Questa circostanza, oltre a far storcere il naso in Francia (Paese dove molto forte è l’attenzione verso distributori ed esercenti) al punto da provocare l’impegno del delegato Thierry Frémaux a non prendere in Concorso nel 2018 film non destinati alle sale, ha creato anche una forte divisione all’interno della Giuria dove il Presidente Pedro Almodovar ha dichiarato che non assegnerà mai la Palma d’oro ad un film non destinato alle sale. “Le piattaforme digitali sono un nuovo modo di offrire parole e immagini, il che contribuisce ad arricchire le persone. Ma queste piattaforme non dovrebbero andare a sostituire forme preesistenti come i cinema. Non dovrebbero cambiare l’offerta per lo spettatore. L’unica soluzione credo sia che le nuove piattaforme debbano aderire alle regole vigenti adottate e rispettate dagli altri network. Personalmente non credo che la Palma d’Oro debba essere assegnata a un film che non verrà visto sul grande schermo. Tutto ciò non significa che io non sia aperto o non celebri le nuove tecnologie e opportunità, ma finché sarò vivo lotterò per la capacità di ipnosi del grande schermo”.

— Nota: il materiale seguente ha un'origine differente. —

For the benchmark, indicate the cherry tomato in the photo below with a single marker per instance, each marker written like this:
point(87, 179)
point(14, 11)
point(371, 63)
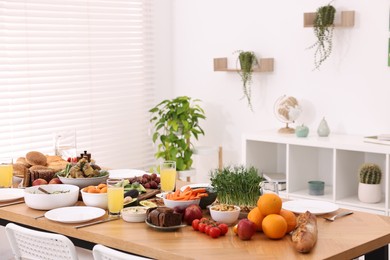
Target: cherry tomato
point(214, 232)
point(201, 227)
point(207, 229)
point(224, 229)
point(195, 224)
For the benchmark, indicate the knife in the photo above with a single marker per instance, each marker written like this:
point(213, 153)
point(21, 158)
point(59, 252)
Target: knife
point(12, 203)
point(96, 222)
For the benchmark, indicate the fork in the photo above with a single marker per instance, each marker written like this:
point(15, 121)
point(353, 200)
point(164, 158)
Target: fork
point(338, 215)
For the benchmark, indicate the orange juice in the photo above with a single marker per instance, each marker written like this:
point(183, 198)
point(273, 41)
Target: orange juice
point(6, 174)
point(168, 179)
point(115, 199)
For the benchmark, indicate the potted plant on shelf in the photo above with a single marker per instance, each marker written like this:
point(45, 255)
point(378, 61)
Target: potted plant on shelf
point(370, 176)
point(176, 121)
point(323, 30)
point(248, 61)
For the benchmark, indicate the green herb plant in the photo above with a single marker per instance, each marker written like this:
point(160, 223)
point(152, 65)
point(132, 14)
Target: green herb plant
point(323, 30)
point(247, 60)
point(237, 185)
point(176, 121)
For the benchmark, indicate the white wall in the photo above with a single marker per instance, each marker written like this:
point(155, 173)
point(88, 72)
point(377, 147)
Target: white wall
point(351, 90)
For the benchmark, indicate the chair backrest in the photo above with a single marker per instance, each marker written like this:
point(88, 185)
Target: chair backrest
point(33, 244)
point(101, 252)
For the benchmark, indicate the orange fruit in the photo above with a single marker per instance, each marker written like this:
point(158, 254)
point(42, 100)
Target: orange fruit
point(269, 203)
point(256, 217)
point(274, 226)
point(290, 218)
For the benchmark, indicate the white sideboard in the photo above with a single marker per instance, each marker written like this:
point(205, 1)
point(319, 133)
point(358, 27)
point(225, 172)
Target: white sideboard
point(335, 160)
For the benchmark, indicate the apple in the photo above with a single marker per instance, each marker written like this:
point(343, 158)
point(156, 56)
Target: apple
point(246, 229)
point(55, 181)
point(39, 181)
point(192, 212)
point(301, 131)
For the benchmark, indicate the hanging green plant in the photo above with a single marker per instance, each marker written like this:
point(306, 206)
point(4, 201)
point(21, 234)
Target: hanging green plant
point(248, 61)
point(323, 30)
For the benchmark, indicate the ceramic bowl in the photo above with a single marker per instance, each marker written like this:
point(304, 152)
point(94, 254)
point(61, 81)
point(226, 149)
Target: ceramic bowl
point(134, 214)
point(180, 204)
point(227, 217)
point(95, 199)
point(84, 182)
point(63, 195)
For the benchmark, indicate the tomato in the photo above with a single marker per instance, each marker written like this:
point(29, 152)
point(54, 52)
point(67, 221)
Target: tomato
point(195, 224)
point(214, 232)
point(201, 227)
point(207, 229)
point(224, 229)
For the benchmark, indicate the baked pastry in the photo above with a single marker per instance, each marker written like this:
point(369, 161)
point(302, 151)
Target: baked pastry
point(22, 160)
point(36, 158)
point(163, 217)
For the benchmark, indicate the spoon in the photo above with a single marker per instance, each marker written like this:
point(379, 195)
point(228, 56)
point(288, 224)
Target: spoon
point(338, 215)
point(43, 190)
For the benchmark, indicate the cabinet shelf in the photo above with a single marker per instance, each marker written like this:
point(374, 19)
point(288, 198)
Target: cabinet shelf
point(265, 65)
point(335, 160)
point(347, 19)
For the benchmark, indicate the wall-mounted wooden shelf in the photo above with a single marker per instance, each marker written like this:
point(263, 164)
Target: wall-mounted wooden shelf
point(265, 65)
point(347, 19)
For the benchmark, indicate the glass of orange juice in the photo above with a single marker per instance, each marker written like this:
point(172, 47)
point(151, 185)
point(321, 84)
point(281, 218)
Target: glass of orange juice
point(6, 172)
point(115, 193)
point(168, 176)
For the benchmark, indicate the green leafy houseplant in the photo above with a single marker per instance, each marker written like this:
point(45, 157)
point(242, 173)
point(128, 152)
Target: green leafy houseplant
point(323, 30)
point(237, 185)
point(176, 121)
point(370, 173)
point(247, 60)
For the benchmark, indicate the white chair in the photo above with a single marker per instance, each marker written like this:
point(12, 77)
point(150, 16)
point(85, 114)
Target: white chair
point(101, 252)
point(33, 244)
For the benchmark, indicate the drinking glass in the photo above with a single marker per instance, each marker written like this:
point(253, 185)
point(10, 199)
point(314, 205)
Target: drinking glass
point(115, 193)
point(6, 172)
point(168, 176)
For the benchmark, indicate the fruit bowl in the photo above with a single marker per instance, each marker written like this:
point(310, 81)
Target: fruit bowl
point(84, 182)
point(228, 217)
point(63, 195)
point(178, 204)
point(95, 199)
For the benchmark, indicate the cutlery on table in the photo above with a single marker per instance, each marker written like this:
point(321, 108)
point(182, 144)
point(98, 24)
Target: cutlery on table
point(338, 215)
point(96, 222)
point(11, 203)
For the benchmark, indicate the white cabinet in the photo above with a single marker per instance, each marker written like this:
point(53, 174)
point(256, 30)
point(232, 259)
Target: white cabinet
point(335, 160)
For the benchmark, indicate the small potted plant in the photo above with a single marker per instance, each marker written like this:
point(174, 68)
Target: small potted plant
point(176, 121)
point(323, 30)
point(248, 61)
point(370, 176)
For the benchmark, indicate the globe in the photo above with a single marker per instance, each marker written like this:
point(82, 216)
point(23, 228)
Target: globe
point(287, 110)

Prendendo la parola a sua volta, Will Smith ha invece dichiarato che non dovrebbe esserci alcun pregiudizio nei confronti di Neflix, per la quale ha girato il poliziesco Bright. Ha spiegato infatti Smith:Io a casa ho una figlia di 16 anni, un figlio di 18 e uno di 24. Vanno al cinema due volte alla settimana e guardano Netflix. Il confine tra questi due modi di fruizione ormai sta diventando davvero sottile. A casa mia Netflix non ha avuto effetto sul loro amore per il grande schermo. Vanno in sala per essere travolti dalle immagini di alcuni film e stanno a casa per vedere altri prodotti. In casa mia Netflix ha portato solo benefici, perché permette ai miei figli di vedere cose che altrimenti non avrebbero visto. Ha ampliato la comprensione cinematografica globale dei miei ragazzi”.

È probabile che questa polemica, tra un po’ di anni, farà sorridere (o forse fa sorridere già) come quando c’è stato il passaggio dalla pellicola al digitale (sia nella realizzazione che nella visione dei film), passaggio sul quale si scatenarono confronti tra posizioni confliggenti, che la realtà dei fatti ha presto messo a tacere. Certo, bisogna sempre arrendersi alla realtà, al “nuovo che avanza” in un’èra di cambi e stravolgimenti continui anche se, al contempo, è forse giusto che il Festival più prestigioso e seguito dal mondo, nella nazione europea che investe maggiormente nel cinema, faccia partire un estremo quanto tardivo tentativo di resistenza. Almeno per rispettare quello che altro non è se non un giuoco delle parti. Il futuro arriva inarrestabile, e non può essere fermato. Anzi, mentre scriviamo, è già troppo tardi.